AUGUSTA — The state Legislature’s Inland Fisheries and Wildlife Committee voted Tuesday in favor of a measure that would allow game wardens to stop all-terrain vehicles on private property without cause.
The bill, sponsored by state Rep. Ralph Sarty, R-Denmark, passed by a vote of 7-6.
An incident in 2007, in which an ATV operator was stopped without a “reasonable and articulable” reason but was charged with operating under the influence, led to a Maine Supreme Judicial Court ruling in August 2009 that said the game warden’s actions were allowed. That decision overruled a lower court’s ruling.
The Legislature passed a law last year that would have forced law enforcement to have a “reasonable and articulable suspicion” that a law has been broken before stopping ATV operators. That law has been in effect since September 2009.

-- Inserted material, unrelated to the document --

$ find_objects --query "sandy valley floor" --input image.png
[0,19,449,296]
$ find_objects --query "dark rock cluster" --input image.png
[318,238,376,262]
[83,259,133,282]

Now, a majority of members of the IF&W panel favor reversing that policy.
“For me, I’m an avid ATV-er and I also own 20 acres of land and we have ATVs that come through,” said state Rep. Sheryl Briggs, D-Mexico, a committee member who voted in support of the latest legislation. “I feel it’s very important that you monitor all the trails and where all the people are. I just feel more comfortable with this and I feel the general public would feel the same.”
The legislation will be scheduled for further debate and votes in the House and Senate in the coming weeks.